Kim, addressing the country on state media after it successfullylaunched a long-range rocket that many believe was a cover for a missile test, was the first North Korean leader to deliver a new year broadcast since his grandfather – and the country's founder – Kim Il-sung, in 1994.
His father, Kim Jong-il, who died just over a year ago, rarely spoke in public.
"An important issue in putting an end to the division of the country and achieving its reunification is to remove confrontation between the north and the south," he said in Tuesday's address, which appeared to have been pre-recorded at an undisclosed location.
"The past records of inter-Korean relations show that confrontation between fellow countrymen leads to nothing but war."

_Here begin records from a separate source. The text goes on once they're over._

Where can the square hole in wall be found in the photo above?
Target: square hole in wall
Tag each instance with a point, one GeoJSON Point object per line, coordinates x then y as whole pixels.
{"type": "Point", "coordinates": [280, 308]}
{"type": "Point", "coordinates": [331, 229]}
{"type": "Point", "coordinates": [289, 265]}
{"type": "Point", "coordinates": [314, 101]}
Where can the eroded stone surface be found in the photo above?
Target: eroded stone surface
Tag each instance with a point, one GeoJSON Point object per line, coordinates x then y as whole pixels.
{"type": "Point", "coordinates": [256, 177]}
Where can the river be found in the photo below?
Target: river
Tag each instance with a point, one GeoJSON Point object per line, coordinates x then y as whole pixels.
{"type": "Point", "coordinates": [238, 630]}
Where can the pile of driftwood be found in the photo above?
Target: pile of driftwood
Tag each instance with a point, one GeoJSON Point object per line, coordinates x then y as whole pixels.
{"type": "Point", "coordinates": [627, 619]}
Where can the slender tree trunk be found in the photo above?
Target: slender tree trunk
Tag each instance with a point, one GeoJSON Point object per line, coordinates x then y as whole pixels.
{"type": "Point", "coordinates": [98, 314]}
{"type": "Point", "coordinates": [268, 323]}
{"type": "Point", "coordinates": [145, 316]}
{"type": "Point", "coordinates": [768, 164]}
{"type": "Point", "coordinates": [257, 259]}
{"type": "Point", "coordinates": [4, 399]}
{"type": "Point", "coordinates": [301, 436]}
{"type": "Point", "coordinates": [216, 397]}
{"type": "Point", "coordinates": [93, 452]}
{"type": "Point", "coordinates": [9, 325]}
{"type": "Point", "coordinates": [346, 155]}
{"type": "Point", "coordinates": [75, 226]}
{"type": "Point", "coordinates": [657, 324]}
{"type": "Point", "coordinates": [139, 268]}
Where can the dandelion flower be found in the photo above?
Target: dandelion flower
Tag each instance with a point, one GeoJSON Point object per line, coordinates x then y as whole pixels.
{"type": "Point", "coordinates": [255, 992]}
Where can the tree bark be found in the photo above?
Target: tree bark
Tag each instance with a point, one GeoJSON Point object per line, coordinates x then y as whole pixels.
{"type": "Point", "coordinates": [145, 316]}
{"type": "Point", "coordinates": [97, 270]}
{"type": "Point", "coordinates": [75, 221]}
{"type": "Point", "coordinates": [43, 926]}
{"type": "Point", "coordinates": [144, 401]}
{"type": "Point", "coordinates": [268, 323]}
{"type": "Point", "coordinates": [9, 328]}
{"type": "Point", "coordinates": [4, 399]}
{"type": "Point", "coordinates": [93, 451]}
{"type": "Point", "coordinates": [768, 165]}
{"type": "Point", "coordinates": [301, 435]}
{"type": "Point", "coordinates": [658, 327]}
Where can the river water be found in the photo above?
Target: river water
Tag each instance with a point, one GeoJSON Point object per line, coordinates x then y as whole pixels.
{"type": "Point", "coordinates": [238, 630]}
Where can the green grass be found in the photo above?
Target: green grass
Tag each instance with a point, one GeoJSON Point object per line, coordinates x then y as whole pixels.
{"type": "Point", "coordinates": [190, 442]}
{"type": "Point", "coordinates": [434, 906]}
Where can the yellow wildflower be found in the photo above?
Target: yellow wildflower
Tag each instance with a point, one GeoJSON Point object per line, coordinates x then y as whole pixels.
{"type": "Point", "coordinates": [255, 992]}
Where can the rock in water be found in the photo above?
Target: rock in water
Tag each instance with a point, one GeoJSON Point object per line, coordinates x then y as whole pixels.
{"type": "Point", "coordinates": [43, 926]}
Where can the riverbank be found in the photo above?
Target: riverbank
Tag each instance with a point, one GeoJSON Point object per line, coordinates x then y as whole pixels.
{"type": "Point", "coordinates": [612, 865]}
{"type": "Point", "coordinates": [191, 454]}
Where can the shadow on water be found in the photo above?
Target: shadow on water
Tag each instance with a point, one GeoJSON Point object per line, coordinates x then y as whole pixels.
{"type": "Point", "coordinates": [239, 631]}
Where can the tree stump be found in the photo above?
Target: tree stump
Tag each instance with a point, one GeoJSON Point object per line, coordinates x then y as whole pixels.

The conciliatory tone is being seen as an early attempt to reach out to the South's incoming leader, Park Geun-hye, who takes office in February as the country's first female president.
North and South Korea remain technically at war after their 1950-1953 conflict ended with an armistice, but not a peace treaty. They are separated by the demilitarised zone, one of the most heavily fortified borders in the world.
But analysts cautioned that Kim's apparent desire for detente after five years of deteriorating ties under the South's hardline president, Lee Myung-bak, did not necessarily mark a major shift in North Korean thinking.
Kim's statement "apparently contains a message that he has an intention to dispel the current face-off [between the two Koreas], which could eventually be linked with the North's call for aid" from South Korea, Kim Tae-woo of the Korea Institute for National Unification in Seoul told Reuters.
"But such a move does not necessarily mean any substantive change in the North Korean regime's policy towards the South."
In echoes of the military-first philosophy developed by his father, Kim said: "The military might of a country represents its national strength. Only when it builds up its military might in every way can it develop into a thriving country."
However, he did indicate that he would focus on raising living standards in a country heavily dependent on China for aid and where an estimated third of its 24 million people are malnourished.
He said the North should devote as much energy to strengthening the economy as it had done to developing its rocket programme, which it insists is for the peaceful exploration of space. "Let us bring about a radical turn in the building of an economic giant with the same spirit and mettle as were displayed in conquering space."